A class has to be specifically designed for concurrent access by multiple threads. Simply marking fields volatile or final is not sufficient for thread-safety. There are consistency issues (atomicity of changes to multiple fields), concerns about inter-thread signaling (for example using wait and notify), etc.
So, it is safest to assume that an object should be visible to only a single thread unless it is documented otherwise. Making all of your objects thread-safe isn't necessary, and is costly—in terms of software speed, but more importantly, in terms of development expense.
Instead, software should be designed so that concurrent threads interact with each other as little as possible, preferably not at all. The points where they do interact need to be clearly identified so that the proper concurrency controls can be designed.

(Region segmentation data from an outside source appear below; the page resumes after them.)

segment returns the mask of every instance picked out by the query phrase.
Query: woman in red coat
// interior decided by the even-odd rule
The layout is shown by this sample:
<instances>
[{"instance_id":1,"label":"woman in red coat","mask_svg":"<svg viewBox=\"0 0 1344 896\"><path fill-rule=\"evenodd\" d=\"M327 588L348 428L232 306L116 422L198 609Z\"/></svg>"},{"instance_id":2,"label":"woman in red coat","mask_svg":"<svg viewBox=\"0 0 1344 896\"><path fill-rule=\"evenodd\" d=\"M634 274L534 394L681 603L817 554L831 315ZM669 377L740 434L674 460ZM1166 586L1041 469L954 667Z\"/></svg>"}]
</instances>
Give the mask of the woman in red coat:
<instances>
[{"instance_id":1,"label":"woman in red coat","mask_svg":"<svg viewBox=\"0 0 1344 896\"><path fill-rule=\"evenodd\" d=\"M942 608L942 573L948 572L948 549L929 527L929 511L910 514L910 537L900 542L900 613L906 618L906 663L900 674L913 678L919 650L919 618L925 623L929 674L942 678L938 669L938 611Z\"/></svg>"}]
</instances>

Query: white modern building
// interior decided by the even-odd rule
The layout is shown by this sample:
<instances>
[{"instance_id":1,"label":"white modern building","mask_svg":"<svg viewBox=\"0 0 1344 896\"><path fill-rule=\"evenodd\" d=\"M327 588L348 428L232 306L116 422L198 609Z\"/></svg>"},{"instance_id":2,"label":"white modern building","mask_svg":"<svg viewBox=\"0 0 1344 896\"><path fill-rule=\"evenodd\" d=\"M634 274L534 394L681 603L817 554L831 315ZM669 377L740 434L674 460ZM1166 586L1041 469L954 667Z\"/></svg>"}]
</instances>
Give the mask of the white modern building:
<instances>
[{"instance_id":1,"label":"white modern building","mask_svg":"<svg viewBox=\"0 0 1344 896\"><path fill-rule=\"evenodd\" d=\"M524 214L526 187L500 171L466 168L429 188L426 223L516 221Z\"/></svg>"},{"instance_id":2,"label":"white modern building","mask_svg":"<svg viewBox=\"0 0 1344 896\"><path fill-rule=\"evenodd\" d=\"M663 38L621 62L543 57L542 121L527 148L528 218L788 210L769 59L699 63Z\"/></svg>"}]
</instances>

If you have to ask, use locks. volatile can be useful in some cases, but it's very, very difficult to get right. For example:
class Foo {
private volatile int counter = 0;
int Increment() {
counter++;
return counter;
}
}
If two threads run Increment() at the same time, it's possible for the result to be counter = 1. This is because the computer will first retrieve counter, add one, then save it back. Volatile just forces the save and load to occur in a specific order relative to other statements.
Note that synchronized usually obviates the need for volatile - if all accesses to a given field are protected by the same monitor, volatile will never be needed.
Using volatile to make lockless algorithms is very, very difficult; stick to synchronized unless you have hard evidence that it's too slow already, and have done detailed analysis on the algorithm you plan to implement.
The short answer is no. Threading issues require more thought and planning than this. See this for some limitations on when volatile helps for threading and when it does not. The modification of the values has to be properly synchronized, but very typically modification requires the state of more than one variable at a time. Say for example you have variable and you want to change it if it meets a criteria. The read from the array and the write to the array are different instructions, and need to be synchronized together. Volatile is not enough.
Consider also the case where the variable references a mutable object (say an array or a Collection), then interacting with that object will not be thread safe just because the reference is volatile.